Amazon Athena
User Guide  | API Reference

Extracting Data from JSON

You may have source data with containing JSON-encoded strings that you do not necessarily want to deserialize into a table in Athena. In this case, you can still run SQL operations on this data, using the JSON functions available in Presto.

Consider this JSON string as an example dataset.

{"name": "Susan Smith",
"org": "engineering",
"projects":
    [
     {"name":"project1", "completed":false},
     {"name":"project2", "completed":true}
    ]
}

Examples: extracting properties#

To extract the name and projects properties from the JSON string, use the json_extract function as in the following example. The json_extract function takes the column containing the JSON string, and searches it using a JSONPath-like expression with the dot . notation.

Note

JSONPath performs a simple tree traversal. It uses the $ sign to denote the root of the JSON document, followed by a period and an element nested directly under the root, such as $.name.
WITH dataset AS (
  SELECT '{"name": "Susan Smith",
           "org": "engineering",
           "projects": [{"name":"project1", "completed":false},
           {"name":"project2", "completed":true}]}'
    AS blob
)
SELECT
  json_extract(blob, '$.name') AS name,
  json_extract(blob, '$.projects') AS projects
FROM dataset

The returned value is a JSON-encoded string, and not a native Athena data type.

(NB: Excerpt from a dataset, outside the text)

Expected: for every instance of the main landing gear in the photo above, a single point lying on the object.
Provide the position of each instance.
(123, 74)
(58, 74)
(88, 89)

+-----------------------------------------------------------------------------------------------+
| name           | projects                                                                     |
+-----------------------------------------------------------------------------------------------+
| "Susan Smith"  | [{"name":"project1","completed":false},{"name":"project2","completed":true}] |
+-----------------------------------------------------------------------------------------------+

To extract the scalar value from the JSON string, use the json_extract_scalar function. It is similar to json_extract, but returns only scalar values (Boolean, number, or string).

Note

Do not use the json_extract_scalar function on arrays, maps, or structs.
WITH dataset AS (
  SELECT '{"name": "Susan Smith",
           "org": "engineering",
           "projects": [{"name":"project1", "completed":false},{"name":"project2", "completed":true}]}'
    AS blob
)
SELECT
  json_extract_scalar(blob, '$.name') AS name,
  json_extract_scalar(blob, '$.projects') AS projects
FROM dataset

This query returns:

+---------------------------+
| name           | projects |
+---------------------------+
| Susan Smith    |          |
+---------------------------+

To obtain the first element of the projects property in the example array, use the json_array_get function and specify the index position.

WITH dataset AS (
  SELECT '{"name": "Bob Smith",
           "org": "engineering",
           "projects": [{"name":"project1", "completed":false},{"name":"project2", "completed":true}]}'
    AS blob
)
SELECT json_array_get(json_extract(blob, '$.projects'), 0) AS item
FROM dataset

It returns the value at the specified index position in the JSON-encoded array.

+---------------------------------------+
| item                                  |
+---------------------------------------+
| {"name":"project1","completed":false} |
+---------------------------------------+

To return an Athena string type, use the [] operator inside a JSONPath expression, then Use the json_extract_scalar function. For more information about [], see Accessing Array Elements.

WITH dataset AS (
   SELECT '{"name": "Bob Smith",
             "org": "engineering",
             "projects": [{"name":"project1", "completed":false},{"name":"project2", "completed":true}]}'
     AS blob
)
SELECT json_extract_scalar(blob, '$.projects[0].name') AS project_name
FROM dataset

It returns this result:

+--------------+
| project_name |
+--------------+
| project1     |
+--------------+